REPUTATION AND SUCCESS
Ford makes cars, but the Ford Foundation which, for years, was the world’s largest philanthropy, focused on making lives better for people around the world. The Microsoft fortune funds the Bill and Melinda Gates Foundation, which takes aim at improving human health, eliminating poverty, and providing educational opportunity. Each was intended to supplement what the government did while burnishing the reputations and brands of their affiliated companies. And the U.S. was renowned around the world for its generous foreign aid which, in a very real sense, enhanced America’s brand.
Now, however, as the philanthropies continue to attract admiration, America seems tarnished. Some of it may be that its board – the members of Congress – don’t have the best interests of shareholders (the voters) at heart.
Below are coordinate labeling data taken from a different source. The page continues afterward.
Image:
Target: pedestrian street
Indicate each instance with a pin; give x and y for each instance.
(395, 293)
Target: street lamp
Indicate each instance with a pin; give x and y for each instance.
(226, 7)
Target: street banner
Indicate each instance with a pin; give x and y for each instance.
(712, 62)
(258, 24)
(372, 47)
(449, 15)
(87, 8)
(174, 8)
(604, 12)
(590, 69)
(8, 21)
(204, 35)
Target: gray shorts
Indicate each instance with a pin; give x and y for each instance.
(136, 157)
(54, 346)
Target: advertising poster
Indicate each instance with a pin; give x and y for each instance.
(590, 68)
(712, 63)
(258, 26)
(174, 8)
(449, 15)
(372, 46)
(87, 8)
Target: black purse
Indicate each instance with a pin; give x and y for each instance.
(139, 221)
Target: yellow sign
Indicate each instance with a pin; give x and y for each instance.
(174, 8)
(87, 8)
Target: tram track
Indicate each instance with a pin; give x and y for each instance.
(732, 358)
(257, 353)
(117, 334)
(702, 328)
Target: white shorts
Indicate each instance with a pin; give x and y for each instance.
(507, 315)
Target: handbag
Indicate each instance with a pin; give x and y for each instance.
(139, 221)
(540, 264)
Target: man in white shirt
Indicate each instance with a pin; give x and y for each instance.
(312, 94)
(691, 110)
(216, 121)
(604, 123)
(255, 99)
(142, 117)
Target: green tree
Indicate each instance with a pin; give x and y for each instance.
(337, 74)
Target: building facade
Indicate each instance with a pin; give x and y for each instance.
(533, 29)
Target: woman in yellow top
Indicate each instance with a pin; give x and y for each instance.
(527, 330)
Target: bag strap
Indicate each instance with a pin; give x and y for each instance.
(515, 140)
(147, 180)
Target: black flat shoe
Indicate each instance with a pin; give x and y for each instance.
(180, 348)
Some of it may be that Mark Twain was right when he said, “Suppose you were an idiot, and suppose you were a member of Congress, but I repeat myself.” And some of it may be that there was truth in Will Rogers’ statement that “We have the best Congress money can buy.”
Yet with a businessman in the White House, the “organization in question” is still being run as “a house divided.” Instead of a coordinated operation that’s the hallmark of every successful organization – those that, whenever possible, balance the greatest good for the greatest number with revenue-sensitive budgets and sufficient oversight to ensure an appropriate ROI – we seem to be “full of sound and fury, signifying nothing.”
Any business that ran its operations that way would be in bankruptcy, in play for a takeover, or in liquidation. For better or worse, though, a government isn’t, by definition, a business. But it’s employees need to perform as if it were. And if the executives can’t make the improvements, the shareholders should… at the ballot box.